Rosa’s Cantina was inspired by a real place in Glendale, where Marty hung out as a kid. Unknown to him when he wrote the song, the Texas town of El Paso also had a saloon named Rosa’s Cantina.
Movies, Horses, and Cars
While Marty was singing music for Columbia, he also appeared in six Western feature films. He worked on television in three series, The Drifter, The Marty Robbins Show and Marty Robbins Spotlight. He also owned a couple of publishing companies, a record label and wrote a Western novel, The Small Man.
The Academy of Country Music voted Marty “Man of the Decade” for 1960-1970. He was a member of the national Songwriters Hall of Fame and the first member of the Arizona Songwriters Hall of Fame. In October 1982, Marty was voted into the Country Music Hall of Fame. That same year, he appeared with Clint Eastwood in Honkytonk Man.
Marty’s two hobbies were horses and cars. His love for horses shone through when he sang “The Strawberry Roan;” “I know there are ponies that I cannot ride. There’s some of them left; they haven’t all died.” His lifelong passion for auto racing began on the small dirt tracks, yet Marty proved good enough to compete in the NASCAR circuit against greats Richard Petty and Bobby Allison. Marty finished six times in the top 10. He ran his last race just a month before his death.
Marty had a long history of heart trouble, starting with a massive heart attack in 1969 (one went undiagnosed and untreated the previous year). In 1970, he became one of the first persons to undergo a triple bypass operation, which added several years to his life. He suffered a minor attack in 1981 and in December 1982, after returning home from his final concert for the year, he suffered a massive attack. For six days after his quadruple bypass surgery, Marty struggled to live. But the damage had been too great. After his kidneys and liver failed, he died on December 8.
Many Tears Ago
Marty recorded 18 number one hits, but he is still best remembered for “El Paso.” The folks in that west Texas town were so grateful to the singer for his song, they installed a plaque honoring him at the city airport.
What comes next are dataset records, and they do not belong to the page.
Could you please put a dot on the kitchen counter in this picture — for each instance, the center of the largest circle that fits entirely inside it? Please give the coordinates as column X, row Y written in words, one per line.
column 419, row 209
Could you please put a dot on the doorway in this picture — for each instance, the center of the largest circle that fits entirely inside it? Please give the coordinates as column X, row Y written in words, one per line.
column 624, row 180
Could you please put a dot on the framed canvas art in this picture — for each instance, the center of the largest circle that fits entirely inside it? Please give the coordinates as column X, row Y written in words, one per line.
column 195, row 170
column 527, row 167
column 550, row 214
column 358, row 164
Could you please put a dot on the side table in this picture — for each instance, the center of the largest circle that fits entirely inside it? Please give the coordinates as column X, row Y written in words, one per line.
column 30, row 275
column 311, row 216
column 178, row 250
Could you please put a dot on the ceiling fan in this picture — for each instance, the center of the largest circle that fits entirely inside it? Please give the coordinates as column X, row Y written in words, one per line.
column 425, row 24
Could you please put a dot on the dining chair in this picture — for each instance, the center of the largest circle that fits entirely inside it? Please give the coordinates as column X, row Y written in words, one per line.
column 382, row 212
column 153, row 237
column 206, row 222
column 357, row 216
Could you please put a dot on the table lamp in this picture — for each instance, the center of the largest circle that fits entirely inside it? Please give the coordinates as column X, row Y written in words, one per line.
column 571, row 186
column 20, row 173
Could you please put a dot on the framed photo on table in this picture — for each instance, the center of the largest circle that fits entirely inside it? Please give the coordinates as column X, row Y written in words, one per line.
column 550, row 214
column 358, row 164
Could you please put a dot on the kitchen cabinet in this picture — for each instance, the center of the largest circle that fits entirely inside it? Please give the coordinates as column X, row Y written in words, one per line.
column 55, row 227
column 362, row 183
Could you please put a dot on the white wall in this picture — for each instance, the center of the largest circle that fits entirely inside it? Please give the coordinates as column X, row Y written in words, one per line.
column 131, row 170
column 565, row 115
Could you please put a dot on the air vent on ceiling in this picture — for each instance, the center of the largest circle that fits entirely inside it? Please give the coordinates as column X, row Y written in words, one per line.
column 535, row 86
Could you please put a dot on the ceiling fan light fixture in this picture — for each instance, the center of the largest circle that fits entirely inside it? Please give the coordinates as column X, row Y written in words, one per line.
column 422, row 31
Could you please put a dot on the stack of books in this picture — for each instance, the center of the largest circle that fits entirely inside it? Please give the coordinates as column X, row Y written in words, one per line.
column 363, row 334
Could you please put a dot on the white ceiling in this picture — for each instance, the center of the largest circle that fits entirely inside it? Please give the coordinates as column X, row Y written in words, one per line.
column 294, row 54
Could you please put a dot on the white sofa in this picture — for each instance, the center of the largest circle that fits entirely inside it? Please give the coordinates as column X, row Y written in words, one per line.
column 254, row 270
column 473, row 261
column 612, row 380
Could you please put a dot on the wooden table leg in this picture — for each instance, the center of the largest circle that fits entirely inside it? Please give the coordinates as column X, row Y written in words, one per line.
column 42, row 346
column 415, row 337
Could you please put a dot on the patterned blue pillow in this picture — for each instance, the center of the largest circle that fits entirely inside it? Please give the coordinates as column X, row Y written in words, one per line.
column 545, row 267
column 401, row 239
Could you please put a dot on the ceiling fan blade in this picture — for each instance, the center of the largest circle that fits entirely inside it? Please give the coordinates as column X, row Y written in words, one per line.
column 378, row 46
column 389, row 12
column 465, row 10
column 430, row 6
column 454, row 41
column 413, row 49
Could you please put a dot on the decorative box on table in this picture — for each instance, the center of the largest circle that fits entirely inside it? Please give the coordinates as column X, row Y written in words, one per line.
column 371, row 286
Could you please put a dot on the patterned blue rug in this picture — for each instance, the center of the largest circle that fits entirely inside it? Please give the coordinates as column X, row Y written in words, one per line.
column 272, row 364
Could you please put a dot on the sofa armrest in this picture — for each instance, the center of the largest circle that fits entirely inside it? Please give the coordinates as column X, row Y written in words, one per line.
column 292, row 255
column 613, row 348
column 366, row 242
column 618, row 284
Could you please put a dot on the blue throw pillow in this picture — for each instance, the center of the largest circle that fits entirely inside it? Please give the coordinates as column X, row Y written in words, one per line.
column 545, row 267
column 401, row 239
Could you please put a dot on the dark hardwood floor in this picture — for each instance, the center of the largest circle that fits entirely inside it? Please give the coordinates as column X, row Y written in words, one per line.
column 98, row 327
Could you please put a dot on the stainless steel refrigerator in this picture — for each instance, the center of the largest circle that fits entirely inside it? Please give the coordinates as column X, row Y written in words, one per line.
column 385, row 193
On the day of Marty’s death, clouds gathered overly a normally dry El Paso. A light rain began to fall. I believe those raindrops were tears being shed over the passing of one of the world’s greatest Country music legends.
Marshall Trimble is Arizona’s official historian and vice president of the Wild West History Association. His latest book is Arizona Outlaws and Lawmen. He gives a big “Thanks” go Arizona music historian John Dixon for his advice and suggestions in writing this article.